Given the skyrocketing compliance costs (which include a high burden of proof) that banks face while they attempt to navigate the US and EU regulations (which are different, as are the sanctions applications even within the EU countries), it is no wonder that investors may have such a low risk tolerance and many sit on the sidelines.
Dmitri Petrov (Nomura International plc) discussed the macro and bond market implications of a Ukraine restructuring by listing three possible scenarios for the current crisis: (1) a Chechnya scenario, where Ukraine retakes control of its territories and provides fiscal investment into rebuilding the area, (2) a Yugoslavia scenario, where there is further involvement by others as no mutually acceptable government in Kiev is found and (3) a “frozen conflict” scenario, his base case, with uncertain timing.
He posited that most of the adjustments already occurred even if the GDP numbers are not reflective of those adjustments. There will be impacts on inflation, dependent on when the conflict ends, but the economy will stabilize at some point. The short-term scenario includes talks of a restructuring and negotiation with the IMF, while the longer-term scenario includes ongoing conflict. Petrov was more confident on debt re-profiling, given the need to reduce the coupon, but the recent devaluation changed the framework and it’s unclear what investors will demand. The longer-term outlook remains uncertain and this is unlikely to be the last restructuring. He predicted a 1% possibility for full repayment and a 70% possibility of some form of reprofiling. In reality, restructuring with a 25% discount in principal is required to make the debt sustainable and acceptable to investors. Default was also a possibility.
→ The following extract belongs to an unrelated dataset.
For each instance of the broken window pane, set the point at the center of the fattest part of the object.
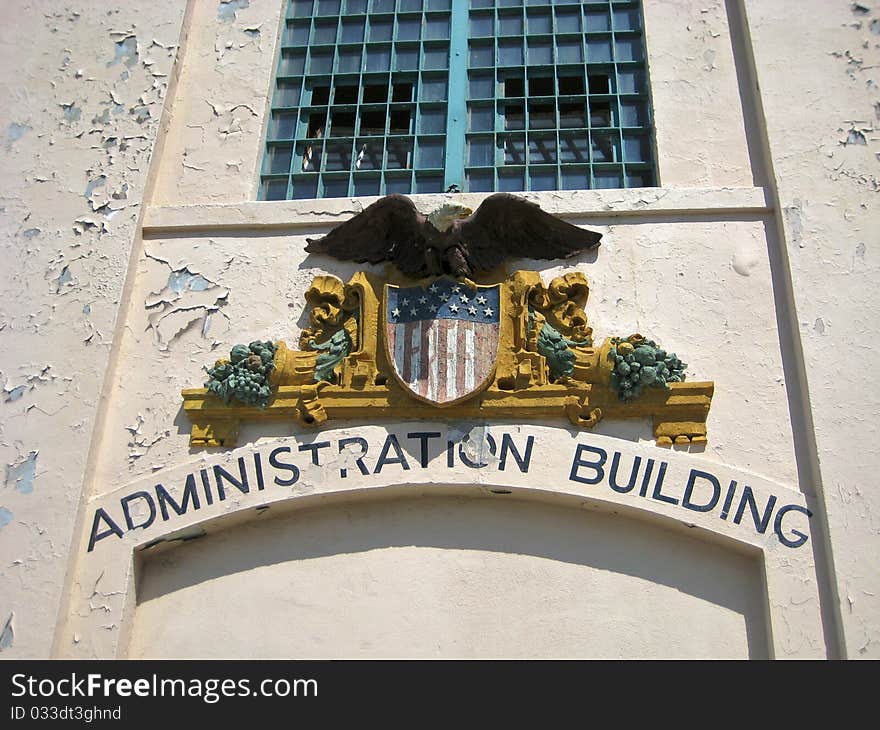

At the Q&A session, Boucher reminded the audience that it was easier to impose sanctions than remove them and that cutting off Russia from SWIFT was a major escalation relating to the stability of its banking system, so the US was likely to use other, less draconian measures.
Tulinov concluded that “the road to restoration of Russia’s investment attractiveness and market confidence is a long one, but hopefully successful if taken in small steps”.